Digital Law

Beeinflussung durch Algorithmen in sozialen Medien

21. September 2022

Gastbeitrag von Finja Mieze

Soziale Medien wie Instagram, Facebook oder Tik Tok nehmen immer mehr Bedeutung und Raum im Leben des Einzelnen ein. Wie weit dienen diese Internetintermediäre tatsächlich der individuellen Unterhaltung oder werden diese hauptsächlich nur noch zur Massenspeicherung und Analyse der einzelnen Person eingesetzt, um die Nutzer*innen zu beeinflussen?

Dazu stellt sich zunächst die Frage der Geeignetheit der Algorithmen zur Beeinflussung der einzelnen Person oder gar Personengruppen. Algorithmen werden dazu genutzt, um auszuwählen, welche Inhalte der individuellen Person in der Timeline angezeigt werden sollen, in welcher Reihenfolge die Inhalte angezeigt werden oder welche möglicherweise gar nicht vorgeschlagen werden sollen. Dies beruht grundsätzlich darauf, dass Algorithmen das Surf-Verhalten der jeweiligen Person ablesen und darauf basierend Inhalte vorschlagen, die die Nutzer*innen ansprechen. Dies ist von Vorteil für die Nutzer*innen, da mehr für sie interessante Inhalte angezeigt werden und gleichzeitig von Vorteil für den Internetintermediär, der durch die Generation von „traffic“ seinen Wert generiert und dadurch das Unternehmen attraktiver macht für andere Firmen, die den Internetintermediär zu Werbezwecken nutzen möchten.

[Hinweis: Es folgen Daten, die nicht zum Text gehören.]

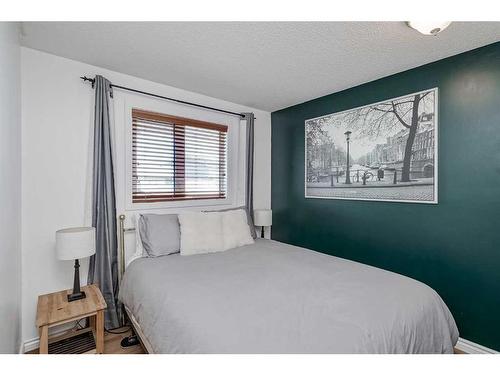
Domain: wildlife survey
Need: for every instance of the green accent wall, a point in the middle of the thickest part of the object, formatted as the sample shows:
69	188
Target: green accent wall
453	246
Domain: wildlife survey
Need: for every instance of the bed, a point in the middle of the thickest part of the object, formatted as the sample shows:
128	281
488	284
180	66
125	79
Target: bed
271	297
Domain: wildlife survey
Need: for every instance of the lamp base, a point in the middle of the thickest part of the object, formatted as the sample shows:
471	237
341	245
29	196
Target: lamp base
76	296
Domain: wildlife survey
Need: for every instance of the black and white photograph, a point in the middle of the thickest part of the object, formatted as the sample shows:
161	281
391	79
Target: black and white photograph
385	151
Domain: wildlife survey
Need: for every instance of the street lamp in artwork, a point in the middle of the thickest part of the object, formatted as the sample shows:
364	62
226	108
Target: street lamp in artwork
348	172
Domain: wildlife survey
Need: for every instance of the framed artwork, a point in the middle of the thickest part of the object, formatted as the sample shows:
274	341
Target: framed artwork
386	151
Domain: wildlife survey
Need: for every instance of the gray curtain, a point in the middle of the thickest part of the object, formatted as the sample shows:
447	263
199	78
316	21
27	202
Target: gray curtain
103	268
250	118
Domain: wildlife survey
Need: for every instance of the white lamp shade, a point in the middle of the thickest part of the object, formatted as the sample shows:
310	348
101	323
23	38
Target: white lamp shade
263	218
429	27
75	243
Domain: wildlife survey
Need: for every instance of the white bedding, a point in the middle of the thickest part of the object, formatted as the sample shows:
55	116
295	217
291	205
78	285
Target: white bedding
270	297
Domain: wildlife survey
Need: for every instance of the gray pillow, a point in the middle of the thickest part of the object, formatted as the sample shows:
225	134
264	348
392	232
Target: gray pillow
249	219
160	234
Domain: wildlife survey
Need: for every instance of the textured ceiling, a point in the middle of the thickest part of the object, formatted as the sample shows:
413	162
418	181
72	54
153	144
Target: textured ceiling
267	65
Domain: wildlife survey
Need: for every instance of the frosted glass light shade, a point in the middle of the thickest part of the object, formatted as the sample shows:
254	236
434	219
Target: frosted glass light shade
263	218
75	243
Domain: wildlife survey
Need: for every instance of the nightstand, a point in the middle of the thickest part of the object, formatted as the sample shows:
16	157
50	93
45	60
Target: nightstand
54	309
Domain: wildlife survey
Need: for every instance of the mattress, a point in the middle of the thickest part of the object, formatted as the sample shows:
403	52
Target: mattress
271	297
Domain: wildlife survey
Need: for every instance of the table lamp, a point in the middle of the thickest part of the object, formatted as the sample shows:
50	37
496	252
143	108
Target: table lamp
263	218
74	244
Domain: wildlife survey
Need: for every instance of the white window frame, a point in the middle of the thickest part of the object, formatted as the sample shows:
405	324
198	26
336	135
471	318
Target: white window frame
123	118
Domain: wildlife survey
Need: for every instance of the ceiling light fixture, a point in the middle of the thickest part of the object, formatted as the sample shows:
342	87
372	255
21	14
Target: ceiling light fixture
428	27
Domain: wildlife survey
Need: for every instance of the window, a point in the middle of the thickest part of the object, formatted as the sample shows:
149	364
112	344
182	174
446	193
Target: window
175	158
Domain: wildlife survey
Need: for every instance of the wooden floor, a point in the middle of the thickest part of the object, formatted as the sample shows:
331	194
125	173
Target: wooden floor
112	345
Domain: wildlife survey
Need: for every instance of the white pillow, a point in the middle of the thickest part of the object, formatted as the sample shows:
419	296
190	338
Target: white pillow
201	232
235	229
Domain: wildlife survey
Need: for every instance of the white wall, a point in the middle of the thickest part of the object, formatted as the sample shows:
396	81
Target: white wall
57	110
10	188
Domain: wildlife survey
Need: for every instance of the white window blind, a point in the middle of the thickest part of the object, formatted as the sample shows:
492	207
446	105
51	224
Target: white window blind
175	158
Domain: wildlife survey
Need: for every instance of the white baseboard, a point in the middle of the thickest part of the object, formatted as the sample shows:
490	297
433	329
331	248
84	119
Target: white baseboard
470	347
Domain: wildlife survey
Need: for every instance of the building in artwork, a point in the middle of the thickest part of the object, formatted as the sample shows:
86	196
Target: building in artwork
391	154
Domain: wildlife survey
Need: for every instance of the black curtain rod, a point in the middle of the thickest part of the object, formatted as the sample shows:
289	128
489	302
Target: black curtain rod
167	98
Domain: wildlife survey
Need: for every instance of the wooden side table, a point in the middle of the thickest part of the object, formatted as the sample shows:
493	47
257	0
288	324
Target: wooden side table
54	309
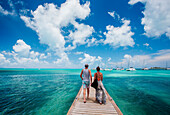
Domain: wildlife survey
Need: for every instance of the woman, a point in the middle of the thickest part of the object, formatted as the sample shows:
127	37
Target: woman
100	93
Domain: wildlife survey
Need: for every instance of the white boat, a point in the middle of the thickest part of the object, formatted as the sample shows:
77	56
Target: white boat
131	69
107	69
122	68
145	68
118	68
167	68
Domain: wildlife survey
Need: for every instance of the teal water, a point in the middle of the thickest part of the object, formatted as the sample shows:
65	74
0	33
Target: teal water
52	91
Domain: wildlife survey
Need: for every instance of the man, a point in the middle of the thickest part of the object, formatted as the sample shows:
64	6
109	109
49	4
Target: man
87	77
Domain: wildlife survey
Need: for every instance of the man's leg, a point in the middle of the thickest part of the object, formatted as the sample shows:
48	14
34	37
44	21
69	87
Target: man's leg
84	94
88	92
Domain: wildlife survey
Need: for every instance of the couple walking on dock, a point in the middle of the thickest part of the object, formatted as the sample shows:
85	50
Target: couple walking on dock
87	81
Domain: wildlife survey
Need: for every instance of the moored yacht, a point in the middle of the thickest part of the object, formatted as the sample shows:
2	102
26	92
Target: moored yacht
131	69
145	68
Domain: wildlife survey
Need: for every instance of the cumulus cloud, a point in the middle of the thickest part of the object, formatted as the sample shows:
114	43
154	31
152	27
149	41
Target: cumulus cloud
94	42
109	59
90	59
81	34
23	56
156	17
114	14
158	59
22	48
78	53
3	60
146	44
6	12
119	36
48	21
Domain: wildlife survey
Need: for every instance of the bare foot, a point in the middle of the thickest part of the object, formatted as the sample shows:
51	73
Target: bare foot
84	101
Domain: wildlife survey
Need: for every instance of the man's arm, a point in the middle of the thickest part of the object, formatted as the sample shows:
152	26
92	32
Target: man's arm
102	78
94	76
90	76
81	74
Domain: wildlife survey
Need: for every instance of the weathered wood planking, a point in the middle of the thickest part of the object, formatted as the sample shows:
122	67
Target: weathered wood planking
92	107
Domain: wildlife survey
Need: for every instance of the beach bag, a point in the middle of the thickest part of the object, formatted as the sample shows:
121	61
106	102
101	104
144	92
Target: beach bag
95	83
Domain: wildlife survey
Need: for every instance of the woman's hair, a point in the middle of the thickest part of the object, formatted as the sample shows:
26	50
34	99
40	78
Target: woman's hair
86	65
98	68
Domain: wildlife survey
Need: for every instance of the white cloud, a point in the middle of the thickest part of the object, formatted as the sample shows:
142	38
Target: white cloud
146	44
93	42
156	17
48	21
114	14
158	59
77	53
6	12
22	48
109	59
90	59
3	60
119	36
80	58
81	34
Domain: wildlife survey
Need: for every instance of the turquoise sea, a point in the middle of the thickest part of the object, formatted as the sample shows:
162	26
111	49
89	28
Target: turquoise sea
52	91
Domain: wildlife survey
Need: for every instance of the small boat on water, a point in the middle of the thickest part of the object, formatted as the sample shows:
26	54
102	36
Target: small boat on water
122	68
131	69
118	68
107	69
145	68
167	68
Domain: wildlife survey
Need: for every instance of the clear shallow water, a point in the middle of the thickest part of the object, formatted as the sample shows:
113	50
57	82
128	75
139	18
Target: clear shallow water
53	91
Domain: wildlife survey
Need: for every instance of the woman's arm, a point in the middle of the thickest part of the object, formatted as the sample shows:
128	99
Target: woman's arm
81	74
94	76
102	78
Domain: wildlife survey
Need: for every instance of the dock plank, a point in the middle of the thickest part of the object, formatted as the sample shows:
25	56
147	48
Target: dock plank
92	107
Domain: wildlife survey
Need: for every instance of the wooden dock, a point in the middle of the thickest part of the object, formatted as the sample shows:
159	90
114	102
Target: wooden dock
92	107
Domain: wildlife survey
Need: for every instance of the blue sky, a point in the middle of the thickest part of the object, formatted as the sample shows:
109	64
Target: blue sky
70	33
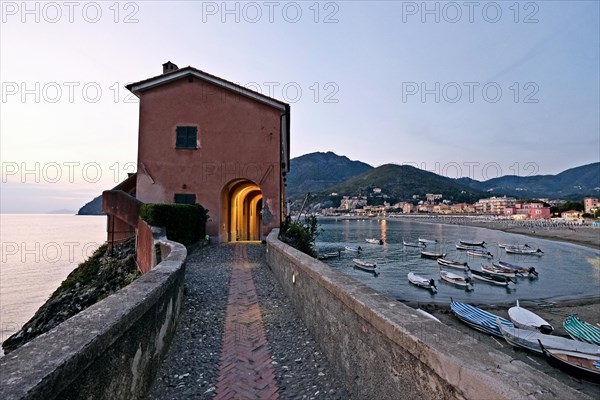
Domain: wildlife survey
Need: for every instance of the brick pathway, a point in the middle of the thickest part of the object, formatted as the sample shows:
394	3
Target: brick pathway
245	369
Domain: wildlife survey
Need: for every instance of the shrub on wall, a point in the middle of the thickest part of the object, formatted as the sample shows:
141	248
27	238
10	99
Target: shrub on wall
185	223
301	235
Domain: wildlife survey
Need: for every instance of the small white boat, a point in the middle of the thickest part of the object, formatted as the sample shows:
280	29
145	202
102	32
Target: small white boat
527	252
422	282
426	314
525	319
353	249
451	264
516	268
489	278
528	339
327	256
497	271
469	243
516	246
480	253
433	255
364	265
455	279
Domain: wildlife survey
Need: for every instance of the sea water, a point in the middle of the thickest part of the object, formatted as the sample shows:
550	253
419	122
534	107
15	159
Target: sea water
566	271
37	252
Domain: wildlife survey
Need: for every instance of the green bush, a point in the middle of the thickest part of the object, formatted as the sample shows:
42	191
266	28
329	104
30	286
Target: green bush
301	235
185	223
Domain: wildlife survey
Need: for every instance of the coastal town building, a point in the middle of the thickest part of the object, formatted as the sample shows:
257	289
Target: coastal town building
527	211
494	205
571	215
591	204
205	140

Wenn also einer Person nur noch Inhalte zugespielt werden, die dem berechneten Interesse entsprechen, dann spricht man von dem Phänomen der Filterblase. Wenn man sodann nur noch in Gruppen surft, wo sämtliche Personen der gleichen Ansicht sind, und sich die jeweilig bekräftigen Argumente zugeschoben werden, dann von Echokammern.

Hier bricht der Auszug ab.